EDITOR OF paranoiaisfact.com
Igor Yopsvoyomatsky
answers readers questions.

Dear Igor,

Ahmed, my IT consultant, tells me that Jewish settlers are sending herds of wild pigs into Muslim East Jerusalem to terrorize the population and drive them from their homes. Is this Paranoia or Fact?
Arthur Treifler
Jambonia, Ohio

Dear Mr. Treifler,

This is fact.

But first a little background. The pig is an unclean animal to both Hebrews and Muslims, and has thus been a potent psychological weapon in their millennial struggle for control of Jerusalem. As far back as 586 BC it was a tradition for every conqueror of Jerusalem to let pigs rut among the sacred scrolls and artifacts of Solomon’s Temple. In 170 BC when the Seleucid King Antiochus Epiphanes put down the revolt of the Maccabees, he slaughtered a wild boar on the altar of the temple and demanded that the Hebrew soldiers eat it.

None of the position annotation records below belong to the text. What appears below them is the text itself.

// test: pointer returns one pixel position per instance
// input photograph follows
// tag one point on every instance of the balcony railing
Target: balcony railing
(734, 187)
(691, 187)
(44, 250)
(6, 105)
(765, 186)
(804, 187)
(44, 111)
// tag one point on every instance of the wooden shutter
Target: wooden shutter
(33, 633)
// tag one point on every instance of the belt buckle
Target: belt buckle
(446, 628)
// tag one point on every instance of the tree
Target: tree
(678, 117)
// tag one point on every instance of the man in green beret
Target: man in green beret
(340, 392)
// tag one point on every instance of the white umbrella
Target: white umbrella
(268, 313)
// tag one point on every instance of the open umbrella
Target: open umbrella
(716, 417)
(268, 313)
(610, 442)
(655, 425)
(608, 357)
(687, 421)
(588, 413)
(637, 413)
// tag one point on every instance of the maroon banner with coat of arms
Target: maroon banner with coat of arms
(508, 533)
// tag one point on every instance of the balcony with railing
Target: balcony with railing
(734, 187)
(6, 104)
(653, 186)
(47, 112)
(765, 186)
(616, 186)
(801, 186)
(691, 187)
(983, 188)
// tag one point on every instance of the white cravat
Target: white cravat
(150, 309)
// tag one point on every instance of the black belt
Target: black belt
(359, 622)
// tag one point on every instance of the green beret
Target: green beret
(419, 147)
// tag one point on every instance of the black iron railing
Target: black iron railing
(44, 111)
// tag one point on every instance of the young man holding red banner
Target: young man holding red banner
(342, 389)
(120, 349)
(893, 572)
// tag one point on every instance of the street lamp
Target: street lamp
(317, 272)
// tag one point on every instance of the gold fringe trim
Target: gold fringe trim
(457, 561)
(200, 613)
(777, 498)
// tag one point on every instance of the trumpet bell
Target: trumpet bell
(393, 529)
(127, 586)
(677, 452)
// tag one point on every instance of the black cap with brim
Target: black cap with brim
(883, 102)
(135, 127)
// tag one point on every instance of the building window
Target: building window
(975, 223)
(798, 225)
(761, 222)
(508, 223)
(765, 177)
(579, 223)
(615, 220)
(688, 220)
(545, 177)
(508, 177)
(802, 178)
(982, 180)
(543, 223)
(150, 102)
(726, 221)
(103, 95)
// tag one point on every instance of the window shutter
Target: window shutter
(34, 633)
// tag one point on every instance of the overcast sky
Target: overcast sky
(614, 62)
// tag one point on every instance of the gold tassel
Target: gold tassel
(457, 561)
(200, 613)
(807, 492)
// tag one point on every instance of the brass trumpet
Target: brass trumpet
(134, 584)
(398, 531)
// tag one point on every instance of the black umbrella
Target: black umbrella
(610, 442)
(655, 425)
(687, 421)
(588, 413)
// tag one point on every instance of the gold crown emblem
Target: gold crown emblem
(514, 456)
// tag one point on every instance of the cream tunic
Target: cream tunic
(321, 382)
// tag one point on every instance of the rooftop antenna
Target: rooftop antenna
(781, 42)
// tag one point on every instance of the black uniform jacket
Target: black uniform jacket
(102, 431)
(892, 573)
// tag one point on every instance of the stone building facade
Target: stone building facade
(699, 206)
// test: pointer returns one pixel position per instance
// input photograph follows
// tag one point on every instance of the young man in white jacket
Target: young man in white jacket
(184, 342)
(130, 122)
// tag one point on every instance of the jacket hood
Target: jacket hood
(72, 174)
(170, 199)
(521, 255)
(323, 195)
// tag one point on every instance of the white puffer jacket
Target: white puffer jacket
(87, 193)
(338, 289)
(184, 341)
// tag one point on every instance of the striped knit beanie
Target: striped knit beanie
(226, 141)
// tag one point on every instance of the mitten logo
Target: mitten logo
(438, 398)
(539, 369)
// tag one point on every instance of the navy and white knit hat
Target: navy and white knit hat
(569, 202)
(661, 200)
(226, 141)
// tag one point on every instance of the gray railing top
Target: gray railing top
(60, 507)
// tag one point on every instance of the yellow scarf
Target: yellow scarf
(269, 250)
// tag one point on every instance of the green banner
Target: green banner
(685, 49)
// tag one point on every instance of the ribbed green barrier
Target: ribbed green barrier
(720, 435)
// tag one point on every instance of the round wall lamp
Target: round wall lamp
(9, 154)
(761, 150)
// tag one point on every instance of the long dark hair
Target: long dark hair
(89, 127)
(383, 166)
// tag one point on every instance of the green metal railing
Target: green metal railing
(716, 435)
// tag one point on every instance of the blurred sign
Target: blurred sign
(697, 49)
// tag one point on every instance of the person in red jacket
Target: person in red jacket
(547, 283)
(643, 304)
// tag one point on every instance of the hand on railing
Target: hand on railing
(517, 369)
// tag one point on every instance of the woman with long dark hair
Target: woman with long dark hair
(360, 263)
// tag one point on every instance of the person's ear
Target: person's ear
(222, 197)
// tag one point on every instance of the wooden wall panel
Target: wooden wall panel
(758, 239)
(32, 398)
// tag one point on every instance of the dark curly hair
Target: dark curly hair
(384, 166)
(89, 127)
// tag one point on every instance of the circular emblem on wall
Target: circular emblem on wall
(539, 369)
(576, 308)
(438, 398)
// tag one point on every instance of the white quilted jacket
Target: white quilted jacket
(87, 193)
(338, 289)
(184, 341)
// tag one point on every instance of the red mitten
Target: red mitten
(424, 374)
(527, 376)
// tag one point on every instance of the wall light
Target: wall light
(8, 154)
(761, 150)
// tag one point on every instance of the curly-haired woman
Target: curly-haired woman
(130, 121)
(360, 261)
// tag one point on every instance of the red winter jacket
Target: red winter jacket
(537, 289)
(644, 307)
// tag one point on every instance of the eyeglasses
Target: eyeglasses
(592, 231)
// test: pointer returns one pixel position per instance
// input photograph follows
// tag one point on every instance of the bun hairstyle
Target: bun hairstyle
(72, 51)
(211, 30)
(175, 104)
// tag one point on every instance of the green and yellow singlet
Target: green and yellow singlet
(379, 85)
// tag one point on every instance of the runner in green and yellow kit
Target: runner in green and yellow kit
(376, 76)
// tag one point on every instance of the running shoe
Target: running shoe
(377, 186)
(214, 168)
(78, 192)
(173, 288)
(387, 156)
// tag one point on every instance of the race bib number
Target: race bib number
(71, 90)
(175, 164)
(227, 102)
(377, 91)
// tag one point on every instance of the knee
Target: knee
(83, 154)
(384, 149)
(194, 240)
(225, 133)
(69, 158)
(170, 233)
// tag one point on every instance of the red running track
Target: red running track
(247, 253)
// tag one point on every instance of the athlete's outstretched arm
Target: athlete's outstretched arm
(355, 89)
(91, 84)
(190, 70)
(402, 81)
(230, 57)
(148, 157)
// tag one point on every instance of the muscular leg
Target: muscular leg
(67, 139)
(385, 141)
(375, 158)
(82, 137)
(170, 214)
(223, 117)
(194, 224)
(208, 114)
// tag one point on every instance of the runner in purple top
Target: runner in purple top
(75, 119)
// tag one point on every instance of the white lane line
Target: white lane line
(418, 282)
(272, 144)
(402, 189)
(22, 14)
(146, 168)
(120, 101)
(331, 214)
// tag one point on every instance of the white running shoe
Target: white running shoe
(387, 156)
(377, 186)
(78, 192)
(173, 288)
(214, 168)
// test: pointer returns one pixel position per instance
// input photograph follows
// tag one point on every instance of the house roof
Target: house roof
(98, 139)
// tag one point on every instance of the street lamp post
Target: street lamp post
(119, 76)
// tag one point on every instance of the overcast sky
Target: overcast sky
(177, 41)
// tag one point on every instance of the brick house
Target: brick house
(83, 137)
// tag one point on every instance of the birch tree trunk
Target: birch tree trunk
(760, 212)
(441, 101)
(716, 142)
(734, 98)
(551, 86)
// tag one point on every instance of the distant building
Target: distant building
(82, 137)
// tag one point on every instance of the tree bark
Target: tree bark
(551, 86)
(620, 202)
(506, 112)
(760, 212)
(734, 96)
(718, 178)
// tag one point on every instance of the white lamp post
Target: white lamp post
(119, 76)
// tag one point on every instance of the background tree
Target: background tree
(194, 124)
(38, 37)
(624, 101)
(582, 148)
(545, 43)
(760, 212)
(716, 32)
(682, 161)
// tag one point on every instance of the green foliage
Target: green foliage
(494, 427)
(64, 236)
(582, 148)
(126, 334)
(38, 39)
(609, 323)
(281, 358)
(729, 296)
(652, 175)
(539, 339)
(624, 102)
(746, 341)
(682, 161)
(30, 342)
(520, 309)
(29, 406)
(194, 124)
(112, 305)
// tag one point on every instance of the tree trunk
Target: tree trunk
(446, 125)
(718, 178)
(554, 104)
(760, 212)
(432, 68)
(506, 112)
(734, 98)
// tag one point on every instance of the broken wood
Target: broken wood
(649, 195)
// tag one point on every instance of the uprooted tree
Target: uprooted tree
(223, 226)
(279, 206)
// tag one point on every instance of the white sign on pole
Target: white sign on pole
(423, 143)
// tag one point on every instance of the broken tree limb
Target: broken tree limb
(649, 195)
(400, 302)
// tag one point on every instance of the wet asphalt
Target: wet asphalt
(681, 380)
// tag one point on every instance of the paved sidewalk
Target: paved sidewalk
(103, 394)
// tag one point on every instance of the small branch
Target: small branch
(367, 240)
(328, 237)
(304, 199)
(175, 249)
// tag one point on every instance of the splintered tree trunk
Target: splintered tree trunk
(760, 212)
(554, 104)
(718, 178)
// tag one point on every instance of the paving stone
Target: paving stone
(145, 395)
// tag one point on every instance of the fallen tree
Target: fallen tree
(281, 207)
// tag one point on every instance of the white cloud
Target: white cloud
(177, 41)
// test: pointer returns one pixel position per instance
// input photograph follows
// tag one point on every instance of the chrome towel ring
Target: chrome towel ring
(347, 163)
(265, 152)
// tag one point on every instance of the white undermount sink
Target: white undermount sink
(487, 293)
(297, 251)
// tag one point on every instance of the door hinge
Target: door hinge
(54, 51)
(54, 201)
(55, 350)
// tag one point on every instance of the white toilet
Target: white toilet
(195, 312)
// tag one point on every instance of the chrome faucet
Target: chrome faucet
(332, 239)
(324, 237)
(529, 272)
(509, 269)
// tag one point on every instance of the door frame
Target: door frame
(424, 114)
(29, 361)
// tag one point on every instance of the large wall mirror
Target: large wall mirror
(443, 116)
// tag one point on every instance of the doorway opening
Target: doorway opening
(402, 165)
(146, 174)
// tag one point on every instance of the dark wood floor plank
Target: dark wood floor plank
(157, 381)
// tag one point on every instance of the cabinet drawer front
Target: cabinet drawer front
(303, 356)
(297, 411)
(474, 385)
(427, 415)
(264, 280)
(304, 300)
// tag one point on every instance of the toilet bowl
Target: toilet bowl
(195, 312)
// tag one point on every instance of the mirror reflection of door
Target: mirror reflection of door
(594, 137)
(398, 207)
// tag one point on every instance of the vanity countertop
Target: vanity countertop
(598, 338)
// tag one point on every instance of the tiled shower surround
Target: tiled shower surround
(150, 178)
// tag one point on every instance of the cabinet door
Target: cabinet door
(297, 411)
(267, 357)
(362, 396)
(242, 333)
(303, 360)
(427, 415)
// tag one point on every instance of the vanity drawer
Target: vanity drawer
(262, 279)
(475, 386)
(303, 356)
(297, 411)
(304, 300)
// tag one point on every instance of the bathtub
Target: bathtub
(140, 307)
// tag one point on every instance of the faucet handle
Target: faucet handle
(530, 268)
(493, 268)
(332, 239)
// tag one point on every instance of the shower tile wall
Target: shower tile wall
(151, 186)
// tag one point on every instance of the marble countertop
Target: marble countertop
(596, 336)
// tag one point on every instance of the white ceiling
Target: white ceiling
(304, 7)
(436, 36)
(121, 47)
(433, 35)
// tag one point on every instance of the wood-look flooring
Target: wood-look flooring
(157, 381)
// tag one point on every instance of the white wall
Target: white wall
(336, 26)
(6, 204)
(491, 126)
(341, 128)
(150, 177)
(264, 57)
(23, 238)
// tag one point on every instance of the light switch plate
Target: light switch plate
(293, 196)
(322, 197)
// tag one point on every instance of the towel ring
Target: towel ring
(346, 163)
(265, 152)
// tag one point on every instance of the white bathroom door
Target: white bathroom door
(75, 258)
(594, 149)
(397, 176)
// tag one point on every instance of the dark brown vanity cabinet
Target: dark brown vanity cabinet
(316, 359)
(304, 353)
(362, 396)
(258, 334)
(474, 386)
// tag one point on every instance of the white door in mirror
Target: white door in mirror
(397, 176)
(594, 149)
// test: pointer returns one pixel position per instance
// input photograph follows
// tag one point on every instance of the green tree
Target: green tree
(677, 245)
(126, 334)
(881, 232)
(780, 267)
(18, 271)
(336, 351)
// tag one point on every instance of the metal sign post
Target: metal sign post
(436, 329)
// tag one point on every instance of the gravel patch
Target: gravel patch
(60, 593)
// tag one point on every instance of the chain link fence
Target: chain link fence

They refused to do so without duck sauce and he had their hands, feet and tongues chopped off; then he scalped them and burnt them alive. In 70 AD, Roman soldiers besieging the fort of Masada during The Second Jewish Revolt roasted pigs on the backs of their catapults in history’s first recorded tailgate party. Driven mad by the smell of forbidden barbecue the starving Zealots committed mass suicide.

Muslims, too, have been victimized by what is known by scholars as The Porcine Paradox. The Koran states that Shaidi (jihadi martyrs) will ascend to paradise as soon as they have completed their task. But no Muslim who has any contact with a pig will be allowed through the gates of heaven.

As the ultimate insult, Russian troops wrapped the bodies of the Chechen rebels slain in the 2004 Beslan hostage crisis in pig skins.

In 1911, American General John “Black Jack” Pershing was fighting a force of juramentados or Moro Muslim rebels in the Phillippines. Informed of their pig taboo, he buried their dead in mass graves next to the carcasses of slaughtered pigs. Then, he beheaded the Moro leaders and wrapped the severed heads in pig skins, which he displayed on pikes outside his headquarters. Fearing for their souls many of the juramentados withdrew from the battle. But they were speedily replaced by a force known as amucks who didn’t care what happened to them as long as they killed some Yanquis.

Pig references abound in contemporary Muslim journalism. In an instructional DVD that has just gone platinum in the Arab world Jews are referred to a “sons of pigs and monkeys.”

Jews are also forbidden to have any contact with pigs. But an obscure cult known as the Chazerim has received a Kabbalistic dispensation from Madonna and Posh Spice, and has begun sneaking pigs into East Jerusalem.

They arrive early in the morning with the pigs hidden in minivans. With their long black coats, sidelocks and high fur hats they blend in easily with the Arab population. At nightfall they open their tailgates and the pigs running squealing down the narrow, winding streets, desecrating everything they touch. The residents must perform complicated rituals to cleanse themselves and their possessions.

Because of the prohibition against contact with pigs the East Jerusalemites have been unable to retaliate in kind against the equally porcinophobic Jews. Instead, they have sent crazed bulldozer drivers and female suicide bombers into West Jerusalem to terrorize the population and drive them from their homes.